# Basic Large Language Model (LLM) concepts and their application

To build an application with LLMs, we need to become familiar with several basic concepts first. We will start with text processing.

## Loading PDF documents

Initially, the texts we wish to analize will be stored in a text format. Ideally, this format will be `.txt`. Nevertheless, this is seldom the case, as it is much more common for texts to be stored in PDF format. Luckily, there exist tools specifically built for these cases.

We must take into account, however, that although these tools are designed for loading and processing documents in PDF format, this file type has some intrinsic limitations that make this end more difficult.
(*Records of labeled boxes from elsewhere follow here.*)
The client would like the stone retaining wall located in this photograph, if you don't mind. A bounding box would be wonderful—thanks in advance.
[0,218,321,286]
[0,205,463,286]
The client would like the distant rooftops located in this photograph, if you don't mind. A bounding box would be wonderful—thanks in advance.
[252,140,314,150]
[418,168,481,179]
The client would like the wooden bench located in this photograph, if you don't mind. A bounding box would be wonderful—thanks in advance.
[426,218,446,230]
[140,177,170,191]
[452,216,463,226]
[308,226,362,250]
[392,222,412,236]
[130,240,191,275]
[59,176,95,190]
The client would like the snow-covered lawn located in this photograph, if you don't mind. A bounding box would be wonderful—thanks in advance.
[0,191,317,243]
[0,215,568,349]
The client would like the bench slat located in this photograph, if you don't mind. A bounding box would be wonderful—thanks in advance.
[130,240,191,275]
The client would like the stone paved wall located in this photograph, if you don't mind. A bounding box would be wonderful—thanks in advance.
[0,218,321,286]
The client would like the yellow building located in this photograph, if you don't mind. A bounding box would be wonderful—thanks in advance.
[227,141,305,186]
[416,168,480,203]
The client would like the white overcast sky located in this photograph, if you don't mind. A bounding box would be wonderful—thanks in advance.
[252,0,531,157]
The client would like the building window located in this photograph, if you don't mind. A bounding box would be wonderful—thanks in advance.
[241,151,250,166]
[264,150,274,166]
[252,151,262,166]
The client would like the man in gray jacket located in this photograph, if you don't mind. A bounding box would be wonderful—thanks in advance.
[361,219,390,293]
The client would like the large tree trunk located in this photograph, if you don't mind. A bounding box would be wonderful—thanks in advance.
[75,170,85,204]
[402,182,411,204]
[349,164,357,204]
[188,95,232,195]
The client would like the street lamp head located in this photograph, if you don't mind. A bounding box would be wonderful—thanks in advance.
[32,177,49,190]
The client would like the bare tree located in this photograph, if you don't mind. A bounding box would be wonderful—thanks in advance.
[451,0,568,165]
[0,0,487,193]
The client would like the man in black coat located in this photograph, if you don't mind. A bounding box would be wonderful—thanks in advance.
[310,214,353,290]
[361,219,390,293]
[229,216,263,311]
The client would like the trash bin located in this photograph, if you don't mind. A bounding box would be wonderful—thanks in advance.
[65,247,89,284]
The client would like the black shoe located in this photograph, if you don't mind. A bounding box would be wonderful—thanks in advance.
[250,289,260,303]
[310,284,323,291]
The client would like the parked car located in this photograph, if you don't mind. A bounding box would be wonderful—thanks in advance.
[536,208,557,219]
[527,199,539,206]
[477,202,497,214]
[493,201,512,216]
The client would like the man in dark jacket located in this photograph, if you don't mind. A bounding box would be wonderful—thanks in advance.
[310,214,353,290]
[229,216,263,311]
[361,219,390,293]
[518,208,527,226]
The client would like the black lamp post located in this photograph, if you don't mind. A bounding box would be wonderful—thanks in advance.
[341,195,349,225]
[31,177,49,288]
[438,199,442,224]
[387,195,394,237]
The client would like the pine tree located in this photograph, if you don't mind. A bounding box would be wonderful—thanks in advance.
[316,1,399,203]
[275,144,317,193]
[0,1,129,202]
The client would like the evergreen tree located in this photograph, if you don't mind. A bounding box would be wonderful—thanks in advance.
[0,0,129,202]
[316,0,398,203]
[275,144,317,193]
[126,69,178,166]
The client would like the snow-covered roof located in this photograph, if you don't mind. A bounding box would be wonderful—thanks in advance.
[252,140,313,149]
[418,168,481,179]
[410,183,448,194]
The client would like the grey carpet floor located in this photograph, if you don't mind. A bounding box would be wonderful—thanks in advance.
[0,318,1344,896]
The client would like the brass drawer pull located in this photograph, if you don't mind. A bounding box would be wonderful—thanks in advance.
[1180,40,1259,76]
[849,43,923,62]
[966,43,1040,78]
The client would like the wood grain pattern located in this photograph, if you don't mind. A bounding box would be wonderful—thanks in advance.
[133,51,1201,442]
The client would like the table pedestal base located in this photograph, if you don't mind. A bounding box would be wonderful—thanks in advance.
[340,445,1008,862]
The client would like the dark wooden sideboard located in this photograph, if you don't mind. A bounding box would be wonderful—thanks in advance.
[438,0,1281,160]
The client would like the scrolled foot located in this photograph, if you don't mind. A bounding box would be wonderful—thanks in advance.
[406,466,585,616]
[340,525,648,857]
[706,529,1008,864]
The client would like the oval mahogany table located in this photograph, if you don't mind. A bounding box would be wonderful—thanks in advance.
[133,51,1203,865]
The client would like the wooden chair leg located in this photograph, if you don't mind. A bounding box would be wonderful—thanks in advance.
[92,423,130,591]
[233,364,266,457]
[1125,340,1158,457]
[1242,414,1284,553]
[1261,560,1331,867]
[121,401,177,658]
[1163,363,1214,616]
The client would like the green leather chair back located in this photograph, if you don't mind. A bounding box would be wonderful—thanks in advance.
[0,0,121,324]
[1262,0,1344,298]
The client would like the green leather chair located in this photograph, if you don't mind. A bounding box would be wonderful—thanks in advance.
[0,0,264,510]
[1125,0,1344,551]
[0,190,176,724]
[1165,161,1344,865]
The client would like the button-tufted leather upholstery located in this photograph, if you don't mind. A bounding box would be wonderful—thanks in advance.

The most relevant limitations for our goals are image processing, and parsing mathematical expressions and tables. Images are ignored by PDF text loaders, and tables and mathematical expressions are parsed into raw text. There are some new approaches being developed to correct these issues, like processing PDFs through AI. These approaches are currently not as flexible and compatible with other tools, and are outside of the scope of this session. For now, we will use the simplest approach and take its limitations into account.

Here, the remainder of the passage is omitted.